Summer’s going by fast, isn’t it?

There’s a lot of stuff in the works over here.

What started out as a little project to catalog my recipes has turned into something I’m incredibly proud of.

That’s about all that I can say right now. More later.

Blueberry oatmeal muffins

These muffins are based on the raspberry oatmeal muffins in The Hadassah Everyday Cookbook. I’ve been involved with Hadassah on and off for the past few years through their Young Hadassah International group, including traveling to Rome with them for a conference. I was even asked to contribute a few recipes to the cookbook – how cool is that?! This recipe made exactly a dozen muffins.

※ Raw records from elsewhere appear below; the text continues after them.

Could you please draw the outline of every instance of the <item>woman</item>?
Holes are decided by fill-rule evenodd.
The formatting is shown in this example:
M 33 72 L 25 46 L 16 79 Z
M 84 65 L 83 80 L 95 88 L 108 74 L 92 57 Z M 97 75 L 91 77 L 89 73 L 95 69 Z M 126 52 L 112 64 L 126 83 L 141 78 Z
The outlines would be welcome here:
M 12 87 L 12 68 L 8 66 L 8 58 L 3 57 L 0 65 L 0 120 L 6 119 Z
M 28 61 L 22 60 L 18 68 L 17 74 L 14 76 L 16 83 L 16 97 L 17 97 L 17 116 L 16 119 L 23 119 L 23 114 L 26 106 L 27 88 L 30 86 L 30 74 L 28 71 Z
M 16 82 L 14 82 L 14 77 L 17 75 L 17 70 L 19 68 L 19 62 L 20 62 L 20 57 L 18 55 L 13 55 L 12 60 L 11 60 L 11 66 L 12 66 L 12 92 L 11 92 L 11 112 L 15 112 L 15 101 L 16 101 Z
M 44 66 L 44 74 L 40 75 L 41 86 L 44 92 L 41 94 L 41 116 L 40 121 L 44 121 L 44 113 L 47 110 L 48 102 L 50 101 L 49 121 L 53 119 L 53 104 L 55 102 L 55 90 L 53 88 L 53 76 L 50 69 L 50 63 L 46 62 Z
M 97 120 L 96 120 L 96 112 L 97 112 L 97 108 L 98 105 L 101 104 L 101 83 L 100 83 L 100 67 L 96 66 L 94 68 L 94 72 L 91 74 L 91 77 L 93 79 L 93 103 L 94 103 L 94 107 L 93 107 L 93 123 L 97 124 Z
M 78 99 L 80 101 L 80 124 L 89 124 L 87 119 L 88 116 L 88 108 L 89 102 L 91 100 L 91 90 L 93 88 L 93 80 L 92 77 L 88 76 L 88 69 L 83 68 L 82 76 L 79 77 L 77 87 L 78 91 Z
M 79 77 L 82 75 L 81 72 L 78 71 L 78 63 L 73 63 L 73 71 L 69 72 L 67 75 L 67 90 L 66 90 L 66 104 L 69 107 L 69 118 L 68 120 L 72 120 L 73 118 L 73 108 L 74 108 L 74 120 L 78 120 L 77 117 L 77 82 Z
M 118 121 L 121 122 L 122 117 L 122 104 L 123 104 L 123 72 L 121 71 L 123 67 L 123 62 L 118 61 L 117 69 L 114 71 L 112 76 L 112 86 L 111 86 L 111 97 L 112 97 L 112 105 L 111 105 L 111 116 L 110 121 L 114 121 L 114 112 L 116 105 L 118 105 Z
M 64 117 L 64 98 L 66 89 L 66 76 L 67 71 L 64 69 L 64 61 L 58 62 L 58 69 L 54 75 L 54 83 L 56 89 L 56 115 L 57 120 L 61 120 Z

- 1/2 C (1 stick) unsalted butter

- 1/2 C brown sugar

- 1 egg

- 1/2 C milk (I used skim)

- 1 t vanilla

- 1 C flour

- 1 t baking  powder

- 1/2 t baking soda

- 1/4 t salt

- 1 C instant/quick cook oats

- 1 C fresh blueberries

Prep. Preheat oven to 375°F. Line cupcake tray with cupcake liners.

Melt and Mix. Melt butter on stovetop or in microwave. Mix with brown sugar until fully combined (I used my mixer). Add egg, milk, and vanilla and mix until thoroughly combined.

Mix again. Sift together the flour, baking powder, baking soda, and salt. Add the dry ingredients to the wet in a few batches, mixing in between. Add oats and mix again. Add the blueberries now and mix very gently. If you want your muffins a bit neater, add the blueberries to the batter once it’s been scooped into the tins and press them down into the batter.

Scoop and Bake. Scoop the batter equally into the 12 cupcake liners. I used a 1/4 C scooper which made this a cinch. Add a few extra blueberries if you’d like. Bake 18-20 minutes. You can try to use a toothpick to test whether the muffins are done, but mine just came out blue. If the muffins are dry on top and a little bit springy, they should be good. Cool on a rack.